6. 一卡通巨额押金 yī kǎtōng jùé yājīn - The Beijing Municipal Administration and Communications Card (北京市政交通一卡通 Běi​jīng​ Shì​zhèng​ jiāo​tōng​ Yī​kǎ​tōng​), known as "Yikatong" (One-card pass), is a store-value contractless smart card that Beijing residents can use for public transportation, purchases at supermarkets, and movie tickets, among other things. As over 180 million of the cards been issued to date, people have started to wonder where the 20 RMB "deposit" for purchasing the card goes, since no one plans on returning their cards any time soon, as there is no reason to. Here's the story in Chinese.

7. 11年前的爱情约定 11 niánqián de àiqíng yuēdìng – "Eleven Year-Old Love Pact": On June 24th, Hunan TV host Xiao Hai wrote on her Weibo that eleven years ago when a young boy and fan of hers wrote to her asking if she would be his girlfriend, she had replied to him, "Once you graduate from Tsinghua or Peking University and make your first million, then we can talk." According to Xiao Hai, eleven years later, the once young boy has now actually done it, and is back to ask for her hand in girlfriendship. After netizens began encouraging Xiao to make good on her promise, she came forward to clarify in interviews that the young man merely wanted to thank Xiao for motivating him, and has not come to "collect." And she has a boyfriend at the moment anyway. Here's the story in Chinese.

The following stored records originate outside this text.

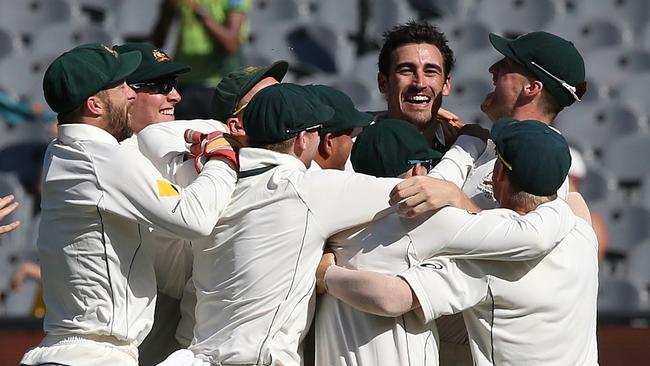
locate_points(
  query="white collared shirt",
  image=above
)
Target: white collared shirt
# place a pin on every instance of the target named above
(98, 198)
(255, 278)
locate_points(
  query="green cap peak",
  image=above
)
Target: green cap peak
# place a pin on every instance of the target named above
(346, 115)
(535, 155)
(155, 63)
(280, 112)
(389, 148)
(237, 83)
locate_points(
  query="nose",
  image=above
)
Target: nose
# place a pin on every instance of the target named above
(130, 93)
(174, 96)
(418, 79)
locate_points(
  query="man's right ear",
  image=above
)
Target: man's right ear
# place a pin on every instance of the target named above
(95, 105)
(235, 126)
(382, 82)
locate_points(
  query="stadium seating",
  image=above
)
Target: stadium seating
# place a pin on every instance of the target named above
(615, 64)
(28, 17)
(626, 225)
(8, 42)
(465, 35)
(592, 127)
(589, 33)
(515, 17)
(639, 271)
(632, 12)
(625, 158)
(617, 295)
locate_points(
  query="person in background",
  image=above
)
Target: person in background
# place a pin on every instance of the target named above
(211, 35)
(577, 174)
(7, 206)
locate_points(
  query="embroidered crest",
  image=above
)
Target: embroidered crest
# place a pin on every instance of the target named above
(112, 52)
(159, 56)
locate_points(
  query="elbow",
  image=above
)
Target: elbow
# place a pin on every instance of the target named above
(200, 229)
(391, 308)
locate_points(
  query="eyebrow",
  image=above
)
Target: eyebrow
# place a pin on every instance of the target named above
(412, 65)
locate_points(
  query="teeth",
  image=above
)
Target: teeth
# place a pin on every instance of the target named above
(418, 99)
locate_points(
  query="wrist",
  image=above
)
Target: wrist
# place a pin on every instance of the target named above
(321, 281)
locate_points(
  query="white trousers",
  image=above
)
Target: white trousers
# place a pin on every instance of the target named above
(82, 350)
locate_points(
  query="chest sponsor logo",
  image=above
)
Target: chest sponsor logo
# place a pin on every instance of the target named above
(432, 265)
(166, 189)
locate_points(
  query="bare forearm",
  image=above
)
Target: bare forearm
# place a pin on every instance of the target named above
(371, 292)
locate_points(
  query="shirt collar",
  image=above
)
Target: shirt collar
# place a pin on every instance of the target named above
(82, 131)
(252, 158)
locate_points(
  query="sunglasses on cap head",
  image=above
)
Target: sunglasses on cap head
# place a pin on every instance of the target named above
(314, 128)
(576, 91)
(158, 86)
(426, 163)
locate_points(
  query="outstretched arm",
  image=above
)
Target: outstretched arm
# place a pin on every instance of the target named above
(6, 208)
(371, 292)
(422, 194)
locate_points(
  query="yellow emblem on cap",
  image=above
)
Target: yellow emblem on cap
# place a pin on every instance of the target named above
(159, 56)
(111, 51)
(166, 189)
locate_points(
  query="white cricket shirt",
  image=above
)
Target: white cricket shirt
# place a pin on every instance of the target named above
(537, 312)
(255, 279)
(345, 336)
(98, 198)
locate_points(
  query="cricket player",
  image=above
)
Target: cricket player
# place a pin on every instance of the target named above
(98, 197)
(154, 83)
(163, 144)
(538, 77)
(255, 281)
(554, 295)
(346, 336)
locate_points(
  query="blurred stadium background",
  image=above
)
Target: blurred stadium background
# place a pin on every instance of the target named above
(336, 42)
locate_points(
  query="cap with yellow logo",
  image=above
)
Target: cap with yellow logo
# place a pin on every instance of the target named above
(237, 83)
(155, 63)
(83, 71)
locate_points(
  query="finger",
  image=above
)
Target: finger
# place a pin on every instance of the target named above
(8, 210)
(397, 193)
(9, 227)
(445, 114)
(6, 200)
(404, 194)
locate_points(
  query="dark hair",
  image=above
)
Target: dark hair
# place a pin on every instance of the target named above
(415, 32)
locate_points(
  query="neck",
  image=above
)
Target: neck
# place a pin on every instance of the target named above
(429, 132)
(514, 207)
(529, 111)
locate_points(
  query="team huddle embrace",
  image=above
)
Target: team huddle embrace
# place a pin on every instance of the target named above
(402, 237)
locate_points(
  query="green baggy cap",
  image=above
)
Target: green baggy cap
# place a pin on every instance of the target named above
(279, 112)
(83, 71)
(155, 63)
(536, 155)
(553, 60)
(389, 148)
(237, 83)
(346, 115)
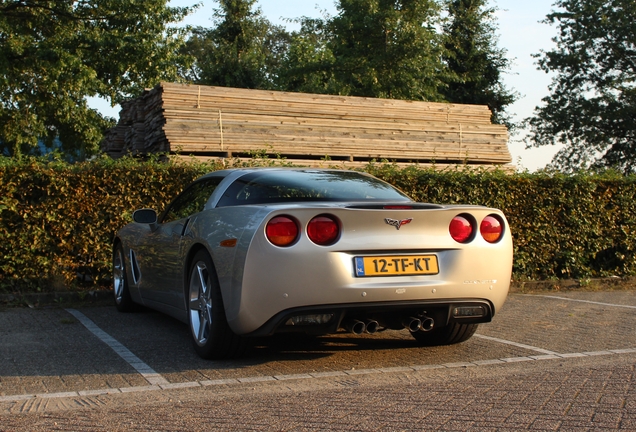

8. 女版药家鑫 nǚbǎn yào jiāxīn – "Female Yao Jiaxin Murder Case": In October 2010, a student at the Xi'an Conservatory of Music named Yao Jiaxin stabbed a woman to death after hitting her with his car, because he saw her memorizing his license plate number. Last week, a speeding female driver in Shandong hit a mother and her four year-old daughter on their electric scooter. She did not stop her car, and instead continued on at full speed, hitting other parked cars along the way. A video was later posted on Youku revealing that when medics came to the scene of the accident, the guilty driver stripped all of her clothes off and lied down on the ground, trying to block the ambulance from entering the residential community where she had hit the two victims, and later grabbed the four year-old girl from the medics and dropped her on the ground. The girl ultimately died from the accident, and the mother is in critical condition but will be saved. The female driver is now being referred to as the "girl version" of Yao Jiaxin. Here's the story in Chinese.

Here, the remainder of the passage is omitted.